Some comments are outside the diff and can’t be posted inline due to platform limitations.

⚠️ Outside diff range comments (3)
tensorrt_llm/_torch/models/modeling_phi4mm.py (1)

1-1: Add SPDX header (compliance).

Prepend the NVIDIA Apache-2.0 copyright header with current year to this Python file.

Apply at file top:

+# SPDX-FileCopyrightText: Copyright (c) 2025 NVIDIA CORPORATION & AFFILIATES. All rights reserved.
+# SPDX-License-Identifier: Apache-2.0
+#

As per coding guidelines

tensorrt_llm/_torch/models/modeling_phi3.py (1)

1-1: Add SPDX header (compliance).

Prepend the NVIDIA Apache-2.0 header to this source file.

+# SPDX-FileCopyrightText: Copyright (c) 2025 NVIDIA CORPORATION & AFFILIATES. All rights reserved.
+# SPDX-License-Identifier: Apache-2.0
+#

As per coding guidelines

tensorrt_llm/inputs/utils.py (1)

583-590: Fix modality remap for multiple-image (also for embeddings); use per-item modality.

Current code checks the outer loader modality and only remaps for data, not embeddings. For multiple_image embeddings this will produce unknown modality in placeholder lookup. Normalize by item and apply to both paths.

Apply:

-                mdata_modality = mdata["modality"]
-                if modality == "multiple_image":
-                    mdata_modality = "image"
-                mm_data_tracker.add_data(mdata_modality, mdata["data"])
+                mdata_modality = mdata["modality"]
+                if mdata_modality == "multiple_image":
+                    mdata_modality = "image"
+                mm_data_tracker.add_data(mdata_modality, mdata["data"])
             else:
                 # Add embeddings to the tracker for placeholder handling
-                mm_data_tracker.add_data(mdata["modality"],
-                                         mdata["mm_embedding_info"])
+                em_modality = mdata["modality"]
+                if em_modality == "multiple_image":
+                    em_modality = "image"
+                mm_data_tracker.add_data(em_modality,
+                                         mdata["mm_embedding_info"])
🧹 Nitpick comments (3)
tensorrt_llm/_torch/models/modeling_phi4mm.py (1)

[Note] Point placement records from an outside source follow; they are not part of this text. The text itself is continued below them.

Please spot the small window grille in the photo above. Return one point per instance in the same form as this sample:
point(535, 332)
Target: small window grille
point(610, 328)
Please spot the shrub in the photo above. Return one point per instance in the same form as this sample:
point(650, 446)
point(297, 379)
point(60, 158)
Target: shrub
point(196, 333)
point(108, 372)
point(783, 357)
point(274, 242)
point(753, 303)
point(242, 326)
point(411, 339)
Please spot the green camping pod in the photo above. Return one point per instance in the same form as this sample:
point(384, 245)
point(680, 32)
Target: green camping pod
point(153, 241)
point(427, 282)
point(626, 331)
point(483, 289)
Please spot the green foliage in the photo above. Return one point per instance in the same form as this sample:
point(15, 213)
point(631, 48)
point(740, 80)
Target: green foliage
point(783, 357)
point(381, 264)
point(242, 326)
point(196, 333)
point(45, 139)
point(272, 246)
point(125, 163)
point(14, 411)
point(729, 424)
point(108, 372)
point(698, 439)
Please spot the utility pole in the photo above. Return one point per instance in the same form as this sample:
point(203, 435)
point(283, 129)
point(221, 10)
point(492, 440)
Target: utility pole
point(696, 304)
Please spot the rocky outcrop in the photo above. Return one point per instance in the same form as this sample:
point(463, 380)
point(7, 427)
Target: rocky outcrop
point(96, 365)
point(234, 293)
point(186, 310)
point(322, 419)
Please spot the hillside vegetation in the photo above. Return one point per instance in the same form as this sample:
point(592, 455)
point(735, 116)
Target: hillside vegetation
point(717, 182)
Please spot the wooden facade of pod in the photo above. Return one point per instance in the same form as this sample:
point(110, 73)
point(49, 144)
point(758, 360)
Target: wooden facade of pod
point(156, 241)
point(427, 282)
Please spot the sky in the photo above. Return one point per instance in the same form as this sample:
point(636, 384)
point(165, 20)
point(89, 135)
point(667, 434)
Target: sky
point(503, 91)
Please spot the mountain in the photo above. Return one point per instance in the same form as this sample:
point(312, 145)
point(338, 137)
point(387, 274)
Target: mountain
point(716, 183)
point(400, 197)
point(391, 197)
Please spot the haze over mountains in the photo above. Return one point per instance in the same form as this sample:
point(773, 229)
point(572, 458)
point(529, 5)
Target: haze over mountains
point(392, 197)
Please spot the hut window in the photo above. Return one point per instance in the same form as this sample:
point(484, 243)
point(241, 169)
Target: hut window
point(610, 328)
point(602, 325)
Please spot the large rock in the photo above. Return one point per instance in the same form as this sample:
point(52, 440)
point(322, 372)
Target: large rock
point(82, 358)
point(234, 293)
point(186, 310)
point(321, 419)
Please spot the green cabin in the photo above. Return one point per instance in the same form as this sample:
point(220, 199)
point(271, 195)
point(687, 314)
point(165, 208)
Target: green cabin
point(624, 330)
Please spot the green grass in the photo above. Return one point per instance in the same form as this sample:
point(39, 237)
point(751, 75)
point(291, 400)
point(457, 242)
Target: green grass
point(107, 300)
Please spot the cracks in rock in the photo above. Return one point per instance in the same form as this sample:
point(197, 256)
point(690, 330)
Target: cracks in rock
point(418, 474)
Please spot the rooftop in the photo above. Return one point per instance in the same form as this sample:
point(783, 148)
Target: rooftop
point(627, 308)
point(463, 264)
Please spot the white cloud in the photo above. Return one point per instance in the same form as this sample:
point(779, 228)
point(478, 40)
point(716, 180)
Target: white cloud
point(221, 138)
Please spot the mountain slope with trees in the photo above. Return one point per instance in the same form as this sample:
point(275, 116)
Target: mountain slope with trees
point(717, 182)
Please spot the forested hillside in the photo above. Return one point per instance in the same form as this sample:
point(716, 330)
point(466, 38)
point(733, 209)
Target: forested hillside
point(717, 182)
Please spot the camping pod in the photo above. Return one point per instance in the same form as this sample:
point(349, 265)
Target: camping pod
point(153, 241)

1005-1007: Derive mm_token_ids device from model params to avoid mismatches.

Using self.device may be undefined or on a different device than the model/inputs. Bind to the LLM’s actual parameter device.

Apply:

-        self.mm_token_ids = torch.tensor(
-            [_IMAGE_SPECIAL_TOKEN_ID, _AUDIO_SPECIAL_TOKEN_ID],
-            device=self.device)
+        device = next(self.llm.parameters()).device
+        self.mm_token_ids = torch.tensor(
+            [_IMAGE_SPECIAL_TOKEN_ID, _AUDIO_SPECIAL_TOKEN_ID],
+            device=device)
tensorrt_llm/inputs/utils.py (1)

603-611: Minor: avoid shadowing built-in name input.

Rename local variable input to inputs_dict or payload to improve readability.

-        input = {"prompt": prompt}
-        if mm_placeholder_counts:
-            if mm_embeddings is not None:
-                input[
-                    "multi_modal_embeddings"] = mm_data_tracker.retrieve_all_sync(
-                    )
-            else:
-                input["multi_modal_data"] = mm_data_tracker.retrieve_all_sync()
-        inputs.append(input)
+        inputs_dict = {"prompt": prompt}
+        if mm_placeholder_counts:
+            if mm_embeddings is not None:
+                inputs_dict["multi_modal_embeddings"] = mm_data_tracker.retrieve_all_sync()
+            else:
+                inputs_dict["multi_modal_data"] = mm_data_tracker.retrieve_all_sync()
+        inputs.append(inputs_dict)
tests/integration/defs/accuracy/test_llm_api_pytorch.py (1)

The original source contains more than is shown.